April 20th, 2011
CT Drug Data Mining Firm Faces Free Speech Test
New Haven Independent
Two years ago, on an unseasonably warm April day, a coalition of consumer health advocates, union members, doctors, medical students, and the AARP converged on the State Capitol in Hartford. They had come from throughout the Northeast to urge legislators to pass, among other measures, a bill that would prevent information about doctors’ prescribing habits from being sold and used for commercial means.
For years, pharmacies have sold electronic prescription records, with patients’ names encrypted, to medical data providers. These companies in turn sell them to pharmaceutical firms, which use them as a potent tool for marketing drugs to doctors. Among the world’s leading data providers—sometimes known as “data miners”—is Norwalk-based IMS Health, Inc.
With doctors’ identifying information and prescribing patterns in hand, drug detailers can precisely tailor their pitch and efficiently drive sales.

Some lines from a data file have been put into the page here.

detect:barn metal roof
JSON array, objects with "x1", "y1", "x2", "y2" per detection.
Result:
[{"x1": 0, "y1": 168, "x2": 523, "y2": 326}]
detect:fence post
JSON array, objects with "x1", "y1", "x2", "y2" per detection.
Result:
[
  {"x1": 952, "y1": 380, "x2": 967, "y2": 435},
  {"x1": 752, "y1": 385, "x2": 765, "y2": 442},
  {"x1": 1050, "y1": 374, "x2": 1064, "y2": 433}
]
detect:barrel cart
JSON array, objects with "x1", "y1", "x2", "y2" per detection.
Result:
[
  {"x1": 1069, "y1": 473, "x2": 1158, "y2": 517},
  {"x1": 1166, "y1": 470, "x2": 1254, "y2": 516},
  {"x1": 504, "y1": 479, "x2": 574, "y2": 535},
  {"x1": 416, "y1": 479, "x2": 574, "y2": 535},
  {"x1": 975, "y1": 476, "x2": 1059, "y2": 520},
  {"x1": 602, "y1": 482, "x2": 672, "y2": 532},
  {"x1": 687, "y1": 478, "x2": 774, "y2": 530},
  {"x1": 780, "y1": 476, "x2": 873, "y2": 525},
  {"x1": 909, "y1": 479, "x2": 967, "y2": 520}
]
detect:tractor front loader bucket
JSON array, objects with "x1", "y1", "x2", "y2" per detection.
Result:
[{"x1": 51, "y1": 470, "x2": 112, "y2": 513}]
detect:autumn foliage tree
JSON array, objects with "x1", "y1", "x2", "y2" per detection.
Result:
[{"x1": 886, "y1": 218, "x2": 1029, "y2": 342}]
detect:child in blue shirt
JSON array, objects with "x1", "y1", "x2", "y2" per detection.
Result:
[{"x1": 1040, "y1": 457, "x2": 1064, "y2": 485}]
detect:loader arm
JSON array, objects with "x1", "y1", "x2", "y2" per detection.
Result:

Data mining also drives up health care costs, according to patient advocates and state officials, and many were looking to legislation to set things right.
But around the country, a cloud of legal uncertainty had stalled data mining bills in their tracks. Laws enacted in New Hampshire, Maine, and Vermont had been promptly challenged, and judicial decisions were still unfolding. And what had started as a consumer protection matter had grown into a question of First Amendment rights.
According to the groups challenging the laws, the data mining companies and PhRMA, a drug industry trade group based on Washington, D.C., restrictions on the use of prescriber data violate their Constitutional right to free speech.
“It was unclear at the time how things would turn out judicially for those laws,” said Rep. Elizabeth Ritter, who as Public Health Committee co-chair had fought for Connecticut’s data mining bill and watched it drop off the calendar at the end of the 2009 legislative session. When the constitutionality of a statute is in question, she added, “states tend to wait for direction from the courts.”
Their wait may soon be over. On April 26 the Supreme Court will hear arguments in Sorrell v. IMS Health, Inc. et. al, on the constitutionality of Vermont’s data mining law. A decision is expected in June.